After the resources boom, decades of tax cuts and profit-generating public assets being privatised, what Labor and the Coalition agree on is that the next generation of public transport projects will need to be financed by a mix of private and public investment.
Labor’s financing solution for public transport is to turn Infrastructure Australia into a $10bn infrastructure bank, which would offer loans, loan guarantees or equity to jumpstart projects and encourage private sector investment, particularly from super funds.
The Coalition funding approach towards public transport comes via not the infrastructure department but the Department of the Prime Minister and Cabinet, through initiatives such as the Smart Cities plan launched in late April.
Turnbull’s approach merges his professed love for public transport with two of his other passions: private-sector can-do and the economic potential offered by rising property prices.
Public transport infrastructure funding would be sourced from “value capture” arrangements, which can mean land taxes on property that increases in value due to proximity to new infrastructure, and even potentially involve real estate developers helping determine where tram and train line routes ought to go. Turnbull has previously suggested value capture could help finance inter-city public transport, such as a high-speed rail link between Sydney and Melbourne.
A spokesperson for the Department of the Prime Minister and Cabinet said $50m was committed to the 2016-17 Federal Budget under the Smart Cities Plan to accelerate planning and development works on major infrastructure projects.
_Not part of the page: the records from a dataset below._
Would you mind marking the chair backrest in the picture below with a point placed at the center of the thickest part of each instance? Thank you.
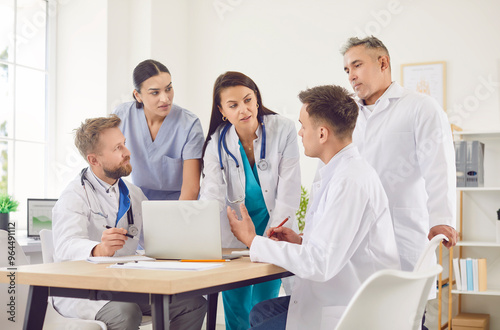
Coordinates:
(426, 259)
(10, 248)
(47, 246)
(390, 299)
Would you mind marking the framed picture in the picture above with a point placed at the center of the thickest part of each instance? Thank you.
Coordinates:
(428, 78)
(39, 215)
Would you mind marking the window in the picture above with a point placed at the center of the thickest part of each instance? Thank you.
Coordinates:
(24, 115)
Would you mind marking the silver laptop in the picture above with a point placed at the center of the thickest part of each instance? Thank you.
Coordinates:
(182, 229)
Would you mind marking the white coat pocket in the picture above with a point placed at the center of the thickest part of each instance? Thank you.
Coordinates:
(410, 228)
(172, 174)
(330, 316)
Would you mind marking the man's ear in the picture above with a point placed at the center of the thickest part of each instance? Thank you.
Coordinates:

“Separate to the $50m commitment for infrastructure planning, the government will establish an infrastructure financing unit to develop funding and financing solutions to deliver key projects (in partnership with other governments and the private sector),” the spokesperson said.
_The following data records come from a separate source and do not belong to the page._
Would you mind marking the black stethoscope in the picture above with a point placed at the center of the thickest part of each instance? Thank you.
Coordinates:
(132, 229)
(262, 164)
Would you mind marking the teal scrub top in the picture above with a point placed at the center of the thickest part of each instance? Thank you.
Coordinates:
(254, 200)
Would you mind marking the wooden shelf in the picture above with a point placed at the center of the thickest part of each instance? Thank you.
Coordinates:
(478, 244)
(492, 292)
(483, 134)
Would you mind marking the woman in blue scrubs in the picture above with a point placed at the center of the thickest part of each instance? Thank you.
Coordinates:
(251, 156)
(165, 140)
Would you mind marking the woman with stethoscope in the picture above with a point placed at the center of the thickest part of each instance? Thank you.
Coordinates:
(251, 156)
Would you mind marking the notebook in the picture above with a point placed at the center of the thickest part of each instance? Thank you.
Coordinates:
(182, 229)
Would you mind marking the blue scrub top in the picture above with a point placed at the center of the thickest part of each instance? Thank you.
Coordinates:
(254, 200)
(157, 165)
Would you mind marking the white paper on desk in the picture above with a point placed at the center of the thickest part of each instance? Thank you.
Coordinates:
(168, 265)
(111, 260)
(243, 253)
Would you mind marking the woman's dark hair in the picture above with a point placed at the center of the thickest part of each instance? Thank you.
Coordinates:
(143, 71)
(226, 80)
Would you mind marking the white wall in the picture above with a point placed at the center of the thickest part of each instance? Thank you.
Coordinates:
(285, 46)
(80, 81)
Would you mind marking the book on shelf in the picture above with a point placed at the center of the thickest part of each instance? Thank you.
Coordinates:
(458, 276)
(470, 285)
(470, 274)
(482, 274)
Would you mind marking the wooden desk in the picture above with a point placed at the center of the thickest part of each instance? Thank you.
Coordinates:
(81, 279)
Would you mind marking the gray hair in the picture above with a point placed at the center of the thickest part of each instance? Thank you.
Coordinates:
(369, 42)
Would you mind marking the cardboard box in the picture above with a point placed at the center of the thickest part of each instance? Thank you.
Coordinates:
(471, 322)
“Details of the unit and a timetable for its establishment have not been announced.”
Labor is also open to value capture, but has criticised Turnbull for over-emphasising its potential and not being specific enough.
The Greens, who have proposed an infrastructure bank similar to Labor’s that would issue up to $75bn in low-interest debt for projects including public transport, seized upon comments this week by former Reserve Bank Governor Warwick McKibbin calling for an increase in infrastructure spending.
The Greens finance spokesman, senator Peter Whish-Wilson, says investment in “transformative infrastructure” is vital to the economy.
“Economists are lining up left, right and centre to say that monetary policy is not working and that the government needs to increase confidence in the economy by borrowing to fund infrastructure,” he says.
“The Turnbull government is ignoring this advice. It is borrowing to fund corporate tax cuts and hoping on a wing and a prayer that further interest rates cuts will stimulate private investment.”
For all his focus on alternatives to government grants, Turnbull has acknowledged that government money will continue to underpin public transport project investment in some shape or form. However, he argues against the idea that initiatives such as value-capture are radical. In April he said that such schemes hark back to how public transport used to be funded.
“Obviously there will always be a big role for the government to make grants, to make direct investments, but there’s also the opportunity to capture some of the considerable value that is created in land by the construction of transport infrastructure,” he said at the time.
“That’s how railways were financed in the 19th century actually. It is not actually a radical new plan at all; it is actually a sensible old plan that’s been forgotten.”
There’s those 19th century railways again. Maybe the prime minister will soon make speeches from train carriage balconies after all.